Dating Behavior of Generation Z

Gen Z is very different from previous generations in their approach to relationships and dating. For starters, they’re more realistic.

The #MeToo movement has influenced their perspectives on sexuality and consent, but so have economic factors like student debt and the high cost of living. This has impacted their views on commitments like marriage and family planning.

1. They’re more realistic

Gen Zers aren’t prioritizing romantic relationships as much as the generations before them, but that doesn’t mean they don’t want to find love. Rather, they’re finding new ways to satisfy their dating needs that fit seamlessly into their lifestyles. For example, they’re comfortable mixing friendships and romantic relationships with long-term commitments or sexual “situationships.”

Then again, if they do decide to pursue romance, they’ll make sure that they’re not being misled. It’s all too easy to fake support for progressive causes on social media or on dating apps, known as “wokefishing,” and Gen Zs are not interested in wasting their time or energy on a relationship that doesn’t align with their values.

They’re also the most honest generation when it comes to dating. While some may see this as naive or foolish, it actually shows that Gen Z wants to find someone who’s authentic and true to themselves. This is the only way that they’ll be able to maintain healthy and stable relationships.

2. They’re more open to exploring their sexuality

Researchers have found that gen-zers are the least conservative when it comes to things like sex before marriage or LGBTQ+ relationships. This may be a result of the fact that they’ve grown up in an overtly sexual digital landscape. They’ve seen their older siblings slapped with the puriteen label for announcing their sexual preferences online and putting mild transgressions on equal footing with actual emotional abuse.

The COVID-19 pandemic also influenced their dating habits, with many avoiding the high stakes of a traditional relationship for low stakes dates on video apps. They analyze their partners with a kind of ‘sexual FOMO’ that keeps them from committing to one person for fear they’ll miss out on something better. In the end, this approach to love may be a response to their experience with the sex recession and neoliberal work culture that leaves them without the security of a steady paycheck. It may also be a response to the many stories of sexual and domestic violence that they’ve heard about in their lives.

3. They’re more pragmatic

Gen Z has a hard-nosed approach to dating and relationships. They’re not afraid to cut through the BS and make it clear what they want in a partner. This allows them to build relationships that are more meaningful and productive.

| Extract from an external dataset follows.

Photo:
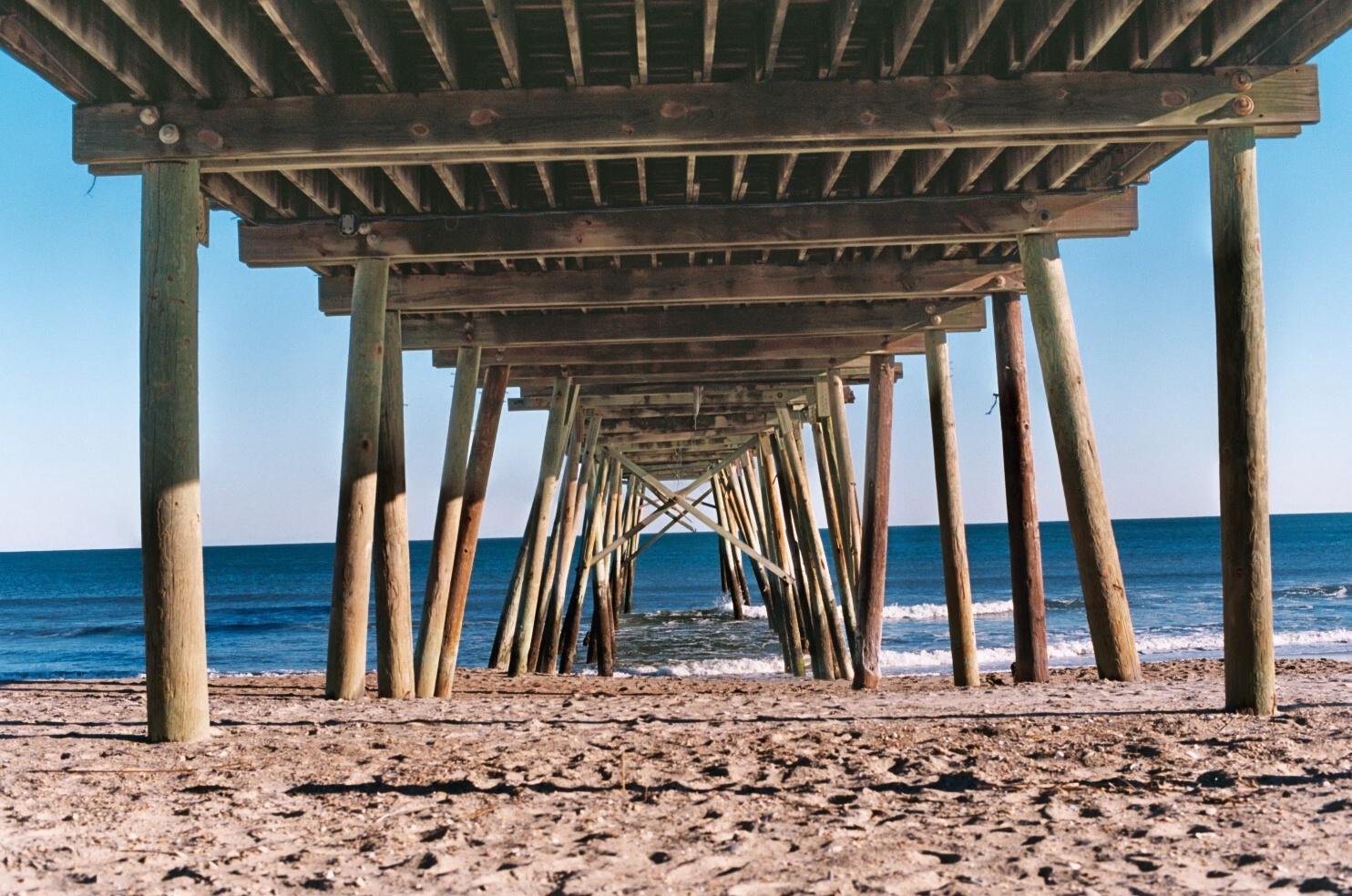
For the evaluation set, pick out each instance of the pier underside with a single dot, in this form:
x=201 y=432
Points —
x=684 y=230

They also prioritize establishing financial independence before they settle down, which isn’t surprising given that gen-z was raised in an era of hyper inequality and instability.

They’re embracing low stakes dates like video chats to screen potential partners and aren’t willing to waste time on someone who isn’t a good fit. This makes it easier to navigate the ups and downs of love without all the drama.

They’re redefining relationship norms, such as ditching the notion of the traditional family and adopting a flexible definition of marriage. This is in part due to the fact that gen-z has come into an era of uncertain global politics and economic uncertainty. Having this mindset can help them better prepare for whatever challenges they may face.

4. They’re more open to mixing friendships and romantic relationships

Gen Z is known for bucking trends – they condemned skinny jeans, are leading the way at climate protests, and are breaking down expectations when it comes to dating. Rather than trying to impress potential partners with their political leanings, they’re focusing on being direct about what they want from a relationship and what it can bring them.

They’re comfortable mixing friendships, romantic relationships and even sexual “situationships” to meet their emotional and physical needs. These gray areas aren’t a threat, however, but instead a new opportunity to find connection.

Post-pandemic, gen-z is embracing the idea that relationships don’t have to fit into a box or conform to an age-old escalator of dating to living together to marriage. This is reflected in their interest in “situationships,” which grew significantly after the pandemic and have skyrocketed in search traffic this year.